Elijah was scared for his life, but then what touches me is what he did in his fear. He ran off to spend time with God not for strength or for peace but because he was tired of everything and he prayed to God to take his life and he actually lay down in acceptance of it (v 3-5). Now God answered Elijah immediately, sent ELijah an angel with food and a message. Elijah took the food and lay back down still in acceptance of the fate he had requested of God (ask and it shall be given to you right?). The angel had to come back a second time with more food and a specific message before Elijah got up from the point he was at to move to where God wanted him to be. Now in life there is God's way, and there is everything else. There is God's reason and there is every other reason on earth.
I found out on friday that I was to leave the UK and go back home, and to be truthful and honest I accepted it not because I wanted to but because it was an answer to a prayer I had been making for a while. And that prayer involves my life in all areas, unlike ELijah however I didnt pray for God to take my life, I prayed for strength and peace within to do all that He required of me through this period but then after I got an answer(immediately I must add), I lay back down still waiting and then all the feelings I mentioned initially came swarming around me. Friday night, saturday night and then tonight (or this morning). I don't know if anyone is going through the same or has gone through the same recently. Job? School? Family? Anything at all. Have you taken it to God in sincere prayer? Perhaps He has answered you, perhaps not, perhaps He has and you are still there praying that your will and not His be done in your life. Perhaps He has told you what to do next, the next step to take and you are waiting for the next three steps before you take the first one.
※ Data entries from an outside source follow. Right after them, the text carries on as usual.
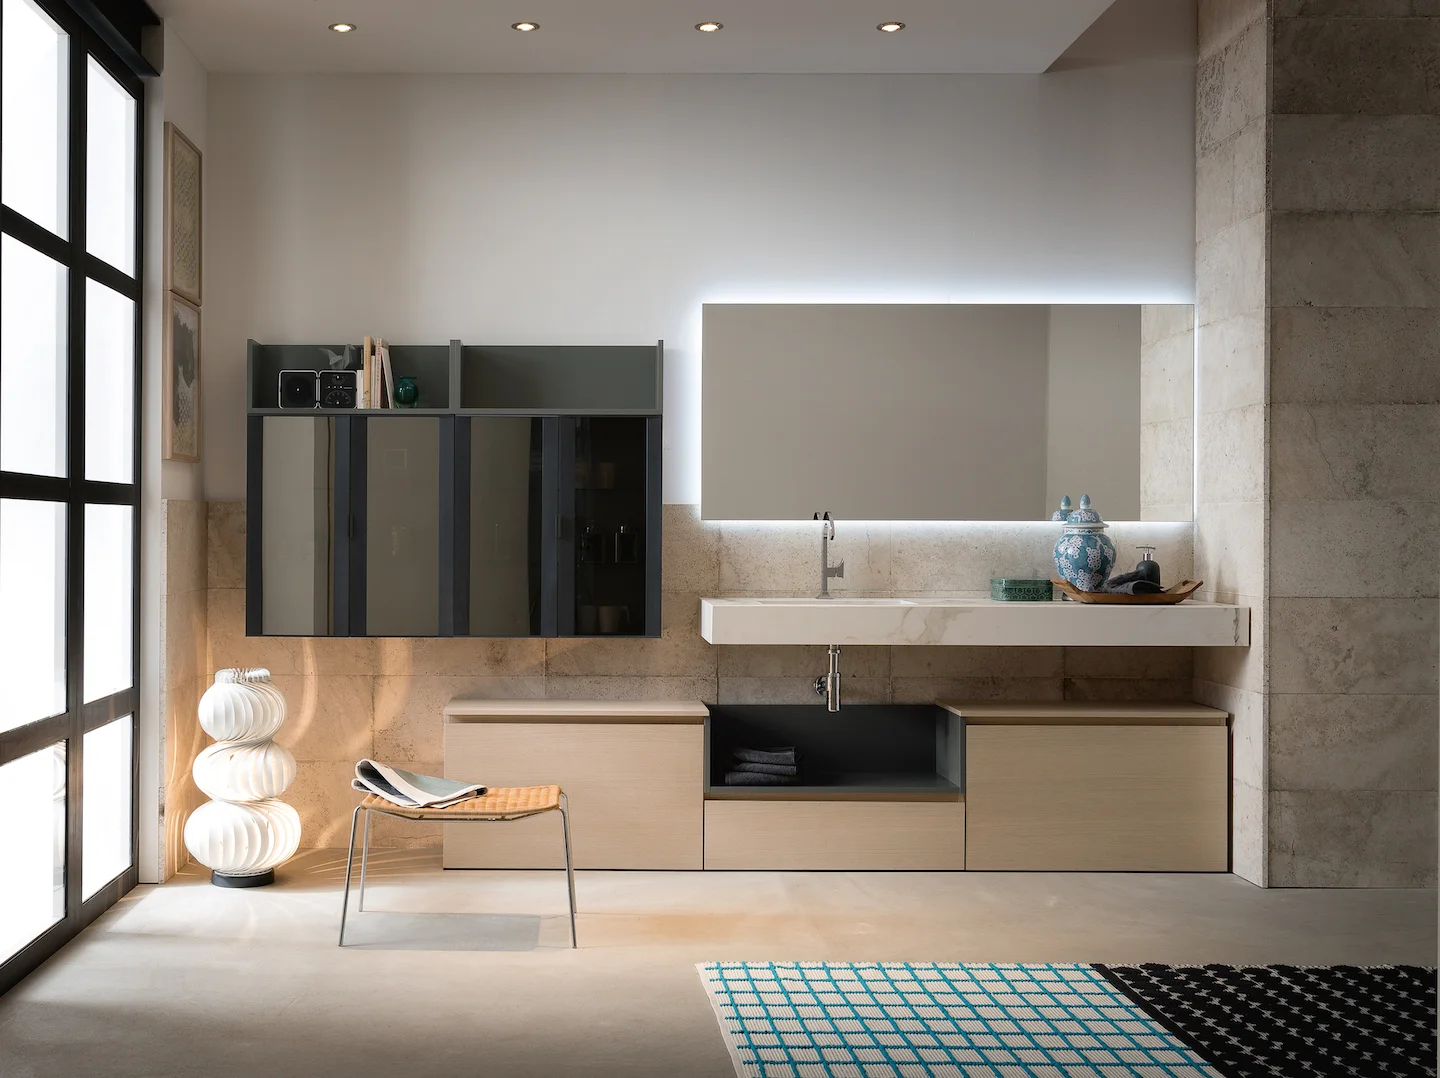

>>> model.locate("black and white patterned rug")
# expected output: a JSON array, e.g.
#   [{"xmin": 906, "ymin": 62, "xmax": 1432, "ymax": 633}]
[{"xmin": 1097, "ymin": 964, "xmax": 1436, "ymax": 1078}]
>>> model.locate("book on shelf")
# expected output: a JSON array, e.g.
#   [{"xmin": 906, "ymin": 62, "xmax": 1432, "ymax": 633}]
[
  {"xmin": 378, "ymin": 340, "xmax": 395, "ymax": 409},
  {"xmin": 371, "ymin": 337, "xmax": 380, "ymax": 409},
  {"xmin": 358, "ymin": 336, "xmax": 401, "ymax": 409},
  {"xmin": 361, "ymin": 334, "xmax": 374, "ymax": 409}
]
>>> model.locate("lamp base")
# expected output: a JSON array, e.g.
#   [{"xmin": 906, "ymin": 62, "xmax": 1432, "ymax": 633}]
[{"xmin": 211, "ymin": 869, "xmax": 275, "ymax": 888}]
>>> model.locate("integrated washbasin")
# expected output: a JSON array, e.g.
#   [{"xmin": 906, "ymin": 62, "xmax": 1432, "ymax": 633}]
[
  {"xmin": 699, "ymin": 595, "xmax": 1250, "ymax": 648},
  {"xmin": 739, "ymin": 597, "xmax": 920, "ymax": 606},
  {"xmin": 731, "ymin": 597, "xmax": 984, "ymax": 607}
]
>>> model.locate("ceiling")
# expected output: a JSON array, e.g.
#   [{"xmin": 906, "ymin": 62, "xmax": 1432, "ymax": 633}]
[{"xmin": 151, "ymin": 0, "xmax": 1121, "ymax": 75}]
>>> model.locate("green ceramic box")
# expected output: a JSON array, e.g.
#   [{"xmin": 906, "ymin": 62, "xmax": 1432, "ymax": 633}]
[{"xmin": 989, "ymin": 578, "xmax": 1054, "ymax": 602}]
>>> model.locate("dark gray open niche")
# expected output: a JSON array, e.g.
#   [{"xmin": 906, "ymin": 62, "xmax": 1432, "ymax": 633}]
[
  {"xmin": 247, "ymin": 340, "xmax": 458, "ymax": 411},
  {"xmin": 247, "ymin": 341, "xmax": 360, "ymax": 410},
  {"xmin": 460, "ymin": 344, "xmax": 662, "ymax": 413},
  {"xmin": 386, "ymin": 344, "xmax": 456, "ymax": 409},
  {"xmin": 705, "ymin": 705, "xmax": 962, "ymax": 801},
  {"xmin": 248, "ymin": 339, "xmax": 662, "ymax": 414}
]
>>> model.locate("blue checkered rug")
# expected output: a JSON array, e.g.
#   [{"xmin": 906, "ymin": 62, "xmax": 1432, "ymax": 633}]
[{"xmin": 698, "ymin": 962, "xmax": 1219, "ymax": 1077}]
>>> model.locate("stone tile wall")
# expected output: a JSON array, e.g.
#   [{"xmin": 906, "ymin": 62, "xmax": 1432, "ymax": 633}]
[
  {"xmin": 1264, "ymin": 3, "xmax": 1439, "ymax": 886},
  {"xmin": 1193, "ymin": 0, "xmax": 1270, "ymax": 885},
  {"xmin": 204, "ymin": 501, "xmax": 1196, "ymax": 850},
  {"xmin": 158, "ymin": 501, "xmax": 209, "ymax": 880},
  {"xmin": 1193, "ymin": 0, "xmax": 1438, "ymax": 887},
  {"xmin": 1140, "ymin": 303, "xmax": 1196, "ymax": 522}
]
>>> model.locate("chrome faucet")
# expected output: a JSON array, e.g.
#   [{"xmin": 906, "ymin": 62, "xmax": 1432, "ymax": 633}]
[
  {"xmin": 814, "ymin": 644, "xmax": 842, "ymax": 712},
  {"xmin": 813, "ymin": 511, "xmax": 845, "ymax": 599}
]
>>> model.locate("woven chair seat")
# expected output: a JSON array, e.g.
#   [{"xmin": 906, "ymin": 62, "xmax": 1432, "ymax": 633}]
[{"xmin": 359, "ymin": 784, "xmax": 562, "ymax": 821}]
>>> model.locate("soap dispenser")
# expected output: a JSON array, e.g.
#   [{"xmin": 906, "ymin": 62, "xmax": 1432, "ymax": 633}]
[{"xmin": 1135, "ymin": 545, "xmax": 1162, "ymax": 586}]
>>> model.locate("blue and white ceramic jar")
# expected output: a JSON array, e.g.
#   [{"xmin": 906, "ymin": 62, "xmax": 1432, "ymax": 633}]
[{"xmin": 1053, "ymin": 494, "xmax": 1117, "ymax": 592}]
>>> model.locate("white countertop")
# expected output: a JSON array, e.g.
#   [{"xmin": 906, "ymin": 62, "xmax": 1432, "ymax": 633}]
[
  {"xmin": 445, "ymin": 699, "xmax": 710, "ymax": 723},
  {"xmin": 700, "ymin": 596, "xmax": 1250, "ymax": 648},
  {"xmin": 940, "ymin": 700, "xmax": 1229, "ymax": 725}
]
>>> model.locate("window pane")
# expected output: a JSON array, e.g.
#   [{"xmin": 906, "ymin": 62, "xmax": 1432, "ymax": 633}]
[
  {"xmin": 1, "ymin": 0, "xmax": 68, "ymax": 236},
  {"xmin": 85, "ymin": 57, "xmax": 136, "ymax": 275},
  {"xmin": 0, "ymin": 499, "xmax": 66, "ymax": 732},
  {"xmin": 82, "ymin": 715, "xmax": 132, "ymax": 898},
  {"xmin": 85, "ymin": 279, "xmax": 135, "ymax": 482},
  {"xmin": 0, "ymin": 742, "xmax": 67, "ymax": 963},
  {"xmin": 83, "ymin": 503, "xmax": 132, "ymax": 702},
  {"xmin": 1, "ymin": 236, "xmax": 68, "ymax": 477}
]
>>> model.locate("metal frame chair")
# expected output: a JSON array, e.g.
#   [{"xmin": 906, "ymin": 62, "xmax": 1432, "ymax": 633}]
[{"xmin": 338, "ymin": 785, "xmax": 577, "ymax": 948}]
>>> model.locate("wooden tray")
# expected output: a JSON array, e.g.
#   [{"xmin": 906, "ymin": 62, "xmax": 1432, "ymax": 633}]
[{"xmin": 1051, "ymin": 579, "xmax": 1203, "ymax": 605}]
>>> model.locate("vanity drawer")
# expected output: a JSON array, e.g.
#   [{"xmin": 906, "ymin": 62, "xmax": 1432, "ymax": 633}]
[
  {"xmin": 703, "ymin": 799, "xmax": 965, "ymax": 870},
  {"xmin": 444, "ymin": 720, "xmax": 704, "ymax": 869},
  {"xmin": 964, "ymin": 724, "xmax": 1228, "ymax": 871}
]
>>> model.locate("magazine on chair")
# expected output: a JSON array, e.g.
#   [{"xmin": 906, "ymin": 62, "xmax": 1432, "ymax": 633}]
[{"xmin": 351, "ymin": 760, "xmax": 487, "ymax": 808}]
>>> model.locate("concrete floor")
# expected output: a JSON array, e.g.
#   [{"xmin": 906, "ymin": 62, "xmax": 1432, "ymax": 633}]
[{"xmin": 0, "ymin": 851, "xmax": 1434, "ymax": 1078}]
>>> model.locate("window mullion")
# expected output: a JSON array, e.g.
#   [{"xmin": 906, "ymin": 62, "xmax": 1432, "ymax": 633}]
[
  {"xmin": 83, "ymin": 253, "xmax": 139, "ymax": 298},
  {"xmin": 0, "ymin": 207, "xmax": 71, "ymax": 264},
  {"xmin": 61, "ymin": 22, "xmax": 88, "ymax": 928},
  {"xmin": 128, "ymin": 65, "xmax": 142, "ymax": 877}
]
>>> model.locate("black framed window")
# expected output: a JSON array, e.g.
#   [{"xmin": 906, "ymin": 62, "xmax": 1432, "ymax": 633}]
[{"xmin": 1, "ymin": 0, "xmax": 143, "ymax": 994}]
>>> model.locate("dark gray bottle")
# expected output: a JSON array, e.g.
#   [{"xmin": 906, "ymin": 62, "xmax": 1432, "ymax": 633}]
[{"xmin": 1135, "ymin": 545, "xmax": 1162, "ymax": 586}]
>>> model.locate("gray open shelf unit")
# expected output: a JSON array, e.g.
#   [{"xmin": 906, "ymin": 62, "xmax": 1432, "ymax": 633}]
[
  {"xmin": 247, "ymin": 339, "xmax": 663, "ymax": 414},
  {"xmin": 704, "ymin": 705, "xmax": 964, "ymax": 802}
]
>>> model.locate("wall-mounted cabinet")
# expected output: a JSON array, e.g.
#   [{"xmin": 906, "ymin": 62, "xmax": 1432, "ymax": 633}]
[{"xmin": 245, "ymin": 340, "xmax": 662, "ymax": 639}]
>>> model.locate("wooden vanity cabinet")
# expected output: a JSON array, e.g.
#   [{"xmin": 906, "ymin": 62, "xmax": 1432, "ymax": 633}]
[
  {"xmin": 946, "ymin": 701, "xmax": 1230, "ymax": 872},
  {"xmin": 443, "ymin": 700, "xmax": 707, "ymax": 869}
]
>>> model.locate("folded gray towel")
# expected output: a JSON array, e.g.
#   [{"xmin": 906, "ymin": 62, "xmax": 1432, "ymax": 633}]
[
  {"xmin": 723, "ymin": 771, "xmax": 797, "ymax": 786},
  {"xmin": 1104, "ymin": 580, "xmax": 1164, "ymax": 595},
  {"xmin": 733, "ymin": 746, "xmax": 797, "ymax": 766},
  {"xmin": 1100, "ymin": 570, "xmax": 1165, "ymax": 596},
  {"xmin": 732, "ymin": 761, "xmax": 798, "ymax": 777}
]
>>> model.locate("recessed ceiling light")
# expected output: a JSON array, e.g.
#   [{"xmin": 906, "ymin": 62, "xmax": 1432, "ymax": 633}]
[
  {"xmin": 877, "ymin": 21, "xmax": 906, "ymax": 32},
  {"xmin": 511, "ymin": 21, "xmax": 539, "ymax": 32},
  {"xmin": 328, "ymin": 22, "xmax": 356, "ymax": 33},
  {"xmin": 695, "ymin": 21, "xmax": 723, "ymax": 32}
]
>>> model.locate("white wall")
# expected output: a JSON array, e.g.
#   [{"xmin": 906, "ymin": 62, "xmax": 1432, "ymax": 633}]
[
  {"xmin": 140, "ymin": 24, "xmax": 208, "ymax": 882},
  {"xmin": 149, "ymin": 30, "xmax": 207, "ymax": 503},
  {"xmin": 203, "ymin": 63, "xmax": 1195, "ymax": 504}
]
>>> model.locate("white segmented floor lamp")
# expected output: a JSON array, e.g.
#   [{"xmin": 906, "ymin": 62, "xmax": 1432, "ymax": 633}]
[{"xmin": 184, "ymin": 668, "xmax": 301, "ymax": 887}]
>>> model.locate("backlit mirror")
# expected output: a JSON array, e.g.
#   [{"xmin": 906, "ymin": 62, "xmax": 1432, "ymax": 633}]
[{"xmin": 701, "ymin": 303, "xmax": 1193, "ymax": 522}]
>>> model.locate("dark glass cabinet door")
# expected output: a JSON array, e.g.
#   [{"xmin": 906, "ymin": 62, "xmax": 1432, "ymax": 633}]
[
  {"xmin": 252, "ymin": 416, "xmax": 342, "ymax": 636},
  {"xmin": 248, "ymin": 413, "xmax": 659, "ymax": 639},
  {"xmin": 361, "ymin": 417, "xmax": 444, "ymax": 637},
  {"xmin": 560, "ymin": 416, "xmax": 661, "ymax": 637},
  {"xmin": 460, "ymin": 417, "xmax": 555, "ymax": 636}
]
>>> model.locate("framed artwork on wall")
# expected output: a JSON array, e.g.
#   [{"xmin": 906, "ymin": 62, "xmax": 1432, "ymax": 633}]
[
  {"xmin": 165, "ymin": 122, "xmax": 202, "ymax": 305},
  {"xmin": 165, "ymin": 293, "xmax": 201, "ymax": 462}
]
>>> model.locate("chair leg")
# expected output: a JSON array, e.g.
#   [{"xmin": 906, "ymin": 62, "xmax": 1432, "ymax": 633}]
[
  {"xmin": 357, "ymin": 808, "xmax": 372, "ymax": 912},
  {"xmin": 559, "ymin": 793, "xmax": 577, "ymax": 948},
  {"xmin": 338, "ymin": 805, "xmax": 363, "ymax": 947}
]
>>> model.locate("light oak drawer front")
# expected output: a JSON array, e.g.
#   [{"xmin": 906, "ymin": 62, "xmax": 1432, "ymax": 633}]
[
  {"xmin": 965, "ymin": 725, "xmax": 1228, "ymax": 871},
  {"xmin": 704, "ymin": 799, "xmax": 965, "ymax": 870},
  {"xmin": 444, "ymin": 723, "xmax": 703, "ymax": 869}
]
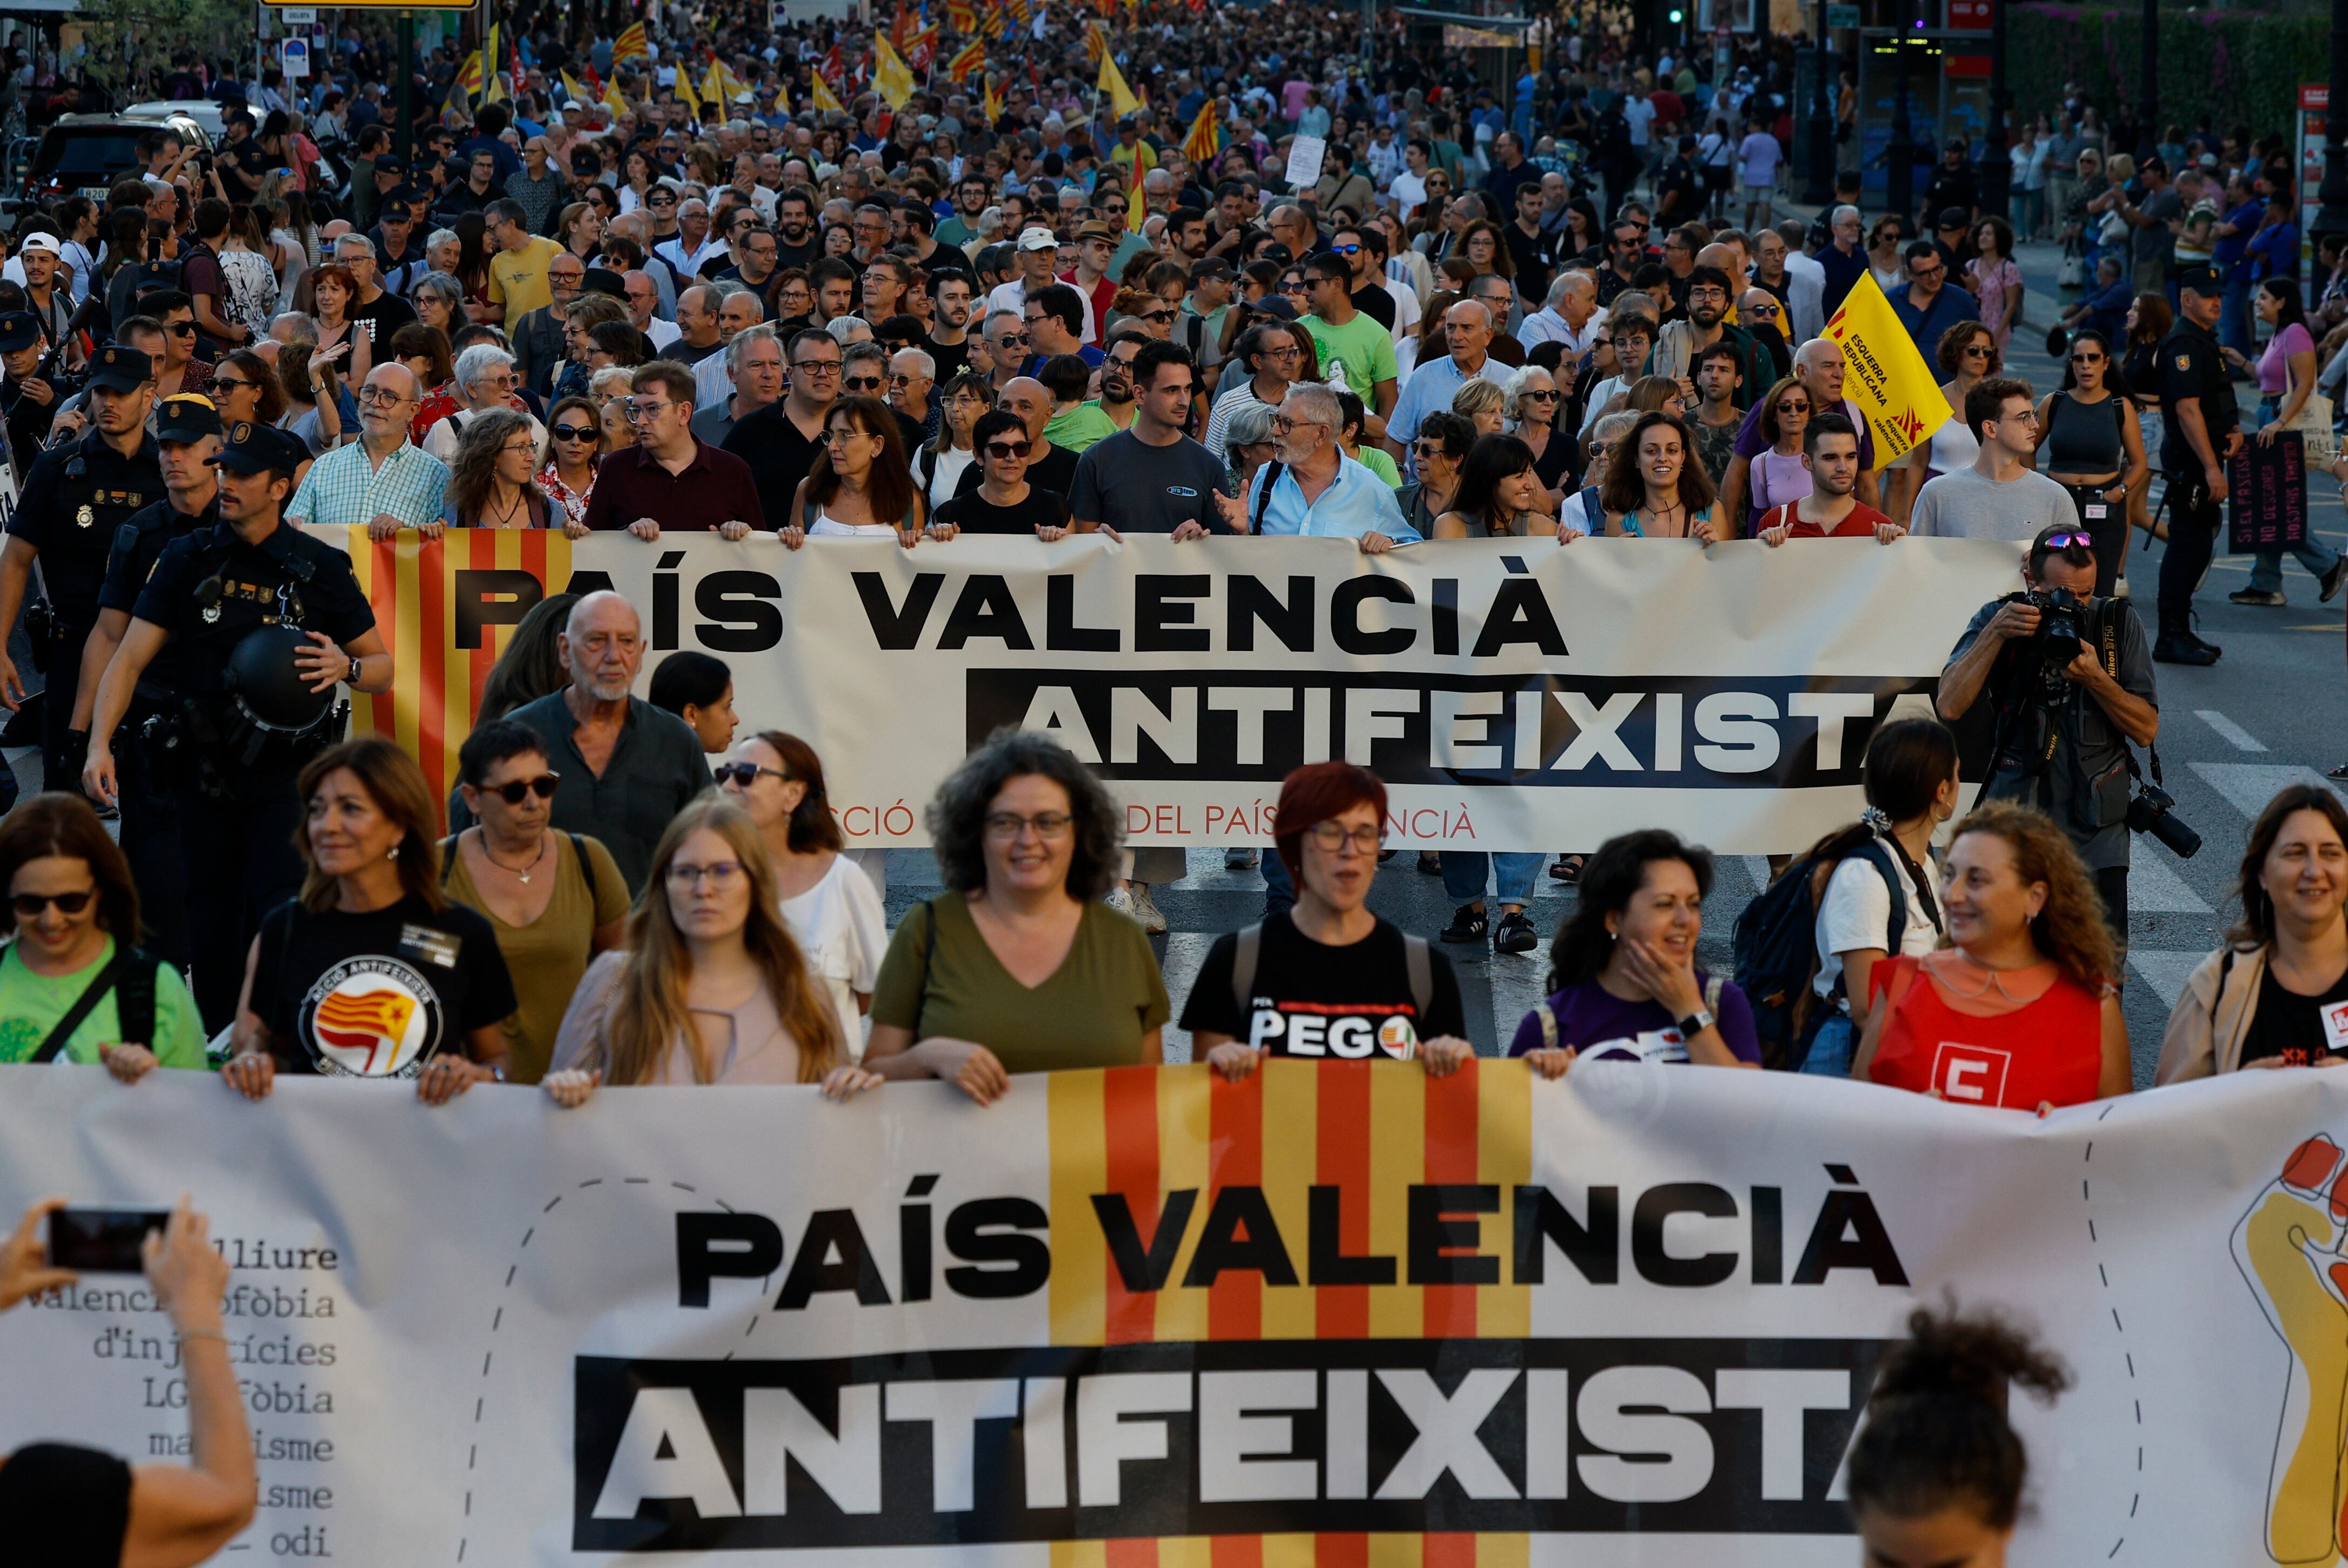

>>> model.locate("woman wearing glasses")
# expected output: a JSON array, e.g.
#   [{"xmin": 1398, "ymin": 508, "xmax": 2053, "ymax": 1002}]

I have done a lot in the last few days, spoken out my feelings, all I felt at that time, my fears and worries, some of my doubts to people, even after I had spoken to God and I look back now and I want to laugh and hide my face in shame. But then that is by the way. I will just share what I saw after my prayer with you, the response I got with my time out.

God is an artist, He painted the picture of your life, long before you were born and He called it perfect. The picture of your life as He sees it.
There are the bright spots on the picture, they represent the happiness, joy, good times, blessings, the times you give him pride and joy.
There are the dark spots, your pain, your tears, the times of doubt and fear, the times when you should depend on the Painter's paintbrush to guide you through it all.
Then there are the smudges, where you try to do the painter's job for Him, oh yes He put that into account because no matter how hard you smudge the painting you still have the chance to come back to the painter to set it right.

Now because we cannot see the pictures we go through all the spots one at a time. Don't fret, don't worry. God has looked at the whole picture and called it perfect. he is ever there; willing and ready to guide you through it all.
I have made many smudges like I probably have done this weekend, like Elijah probably did laying down there under a broom tree, but right after then was the brightest part of his picture.
Have you taken time out to pray? What is God saying to you? Please don't wait for the donkey to speak before doing what has to be done(private joke).